I miss him so much. He was a good dog, even sweeter than most dogs, and as a dog lover I know whereof I speak.

We're going to have a burial service for him in a couple of weeks. Here's the eulogy I'm going to try to read for him.
I speak these words to Simba, who wouldn't have understood them when he was alive, but maybe he can hear them now.

Your mama loved you, Simba, but you knew that. I have no regrets. You had a better than average doggie life while you were in my care, but it's only what you deserved, because you were the sweetest dog I've ever had the pleasure of sharing my home with. You loved me generously, lavishly, and phooey on anyone who says dogs only love you because you feed them. You celebrated with energy and noise whenever I walked through a closed door, even if I'd just been in the bathroom too long. You celebrated being outside by doing "silly dog," running like a streak of blond lightning all around the yard, running so fast your tummy dragged on the ground, zooming toward me, daring me to catch you, and then zooming off at the last minute, your eyes sparkling, breathing hard. And then finally, one last dash straight to me to sit at my feet and pant while I stroked your heaving sides. You celebrated your mastery of your kingdom by chasing turkeys, deer, and even a bear that came into sight. You terrorized cats, squirrels, chipmunks, and any bird that walked on the ground. And they all fled from you because you were fierce far beyond your 11 pounds. You never caught anything, but each time hope sprang again in your heart. You were a mighty 11-pound predator.

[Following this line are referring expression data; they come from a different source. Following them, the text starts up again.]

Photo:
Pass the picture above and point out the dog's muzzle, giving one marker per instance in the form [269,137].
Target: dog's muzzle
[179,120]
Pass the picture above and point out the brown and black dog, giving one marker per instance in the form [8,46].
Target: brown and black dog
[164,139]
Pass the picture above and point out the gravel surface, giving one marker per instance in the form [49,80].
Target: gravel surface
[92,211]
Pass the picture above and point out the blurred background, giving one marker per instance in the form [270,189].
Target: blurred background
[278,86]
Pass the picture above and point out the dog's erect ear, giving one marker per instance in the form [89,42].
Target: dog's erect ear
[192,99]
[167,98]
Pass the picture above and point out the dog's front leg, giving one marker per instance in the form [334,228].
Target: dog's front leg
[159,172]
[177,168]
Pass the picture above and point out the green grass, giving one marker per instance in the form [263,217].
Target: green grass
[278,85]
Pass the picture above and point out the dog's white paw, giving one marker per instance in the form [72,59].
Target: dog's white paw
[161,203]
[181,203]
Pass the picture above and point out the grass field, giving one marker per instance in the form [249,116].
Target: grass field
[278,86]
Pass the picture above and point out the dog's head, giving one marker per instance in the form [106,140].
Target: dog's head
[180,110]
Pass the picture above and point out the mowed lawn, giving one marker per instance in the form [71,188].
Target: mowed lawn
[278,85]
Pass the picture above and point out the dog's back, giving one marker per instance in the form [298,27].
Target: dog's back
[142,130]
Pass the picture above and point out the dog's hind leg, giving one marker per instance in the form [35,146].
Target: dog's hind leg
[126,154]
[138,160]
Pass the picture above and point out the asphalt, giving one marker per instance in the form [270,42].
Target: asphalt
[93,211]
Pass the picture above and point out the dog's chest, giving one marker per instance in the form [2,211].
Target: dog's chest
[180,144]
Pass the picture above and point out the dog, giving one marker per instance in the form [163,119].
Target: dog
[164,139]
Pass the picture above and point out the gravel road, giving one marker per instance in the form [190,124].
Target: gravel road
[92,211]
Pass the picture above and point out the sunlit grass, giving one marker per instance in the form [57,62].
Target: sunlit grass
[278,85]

You hugged my knees, kissed my hand and my chin, rolled over for tummy pats, leaned against me for comfort, and saved all your sweetest faces for me. You followed me from room to room, except when it meant climbing the stairs because you long ago figured out there's a 50-50 chance I forgot something and was coming right back. You were gracious and accepting to those who wanted to pat you (after first making enough noise to let them know you weren't a pushover) but you loved me the best. You were the softest doggie in the world. You loved me to hold you in your meerkat pose and scratch your neck and your tummy and I so loved doing that. The best feeling ever was to have you fall asleep in my arms while I was petting you. But you weren't a demanding doggie, until the last year of your life when you needed more from me and I gave it gladly because you so deserved it. You trusted me so much, you let me take you to the vet where they stuck you with needles to draw out blood or run in fluids, and even though you shivered with anxiety you didn't try to run away. You let me take food away from you. You let me give you baths and brush you. You traveled hours in the car, shivering the whole time, to be with me in Connecticut for Christmas. You were my best boy, and as I write this I look at you and the tears stream down my cheeks because I know you won't be here much longer. God says there will be no tears in heaven, and that tells me that you will be there, because if you aren't there will be an empty place in my heart that only tears could express. I love you, Simba. I will miss you every time I come in the door, every time I come up the stairs or out of the bathroom, every morning when I wake up and you're not there at my feet, every time I see a squirrel or a bear in our yard. There may be other dogs in my life, but there will never be another you.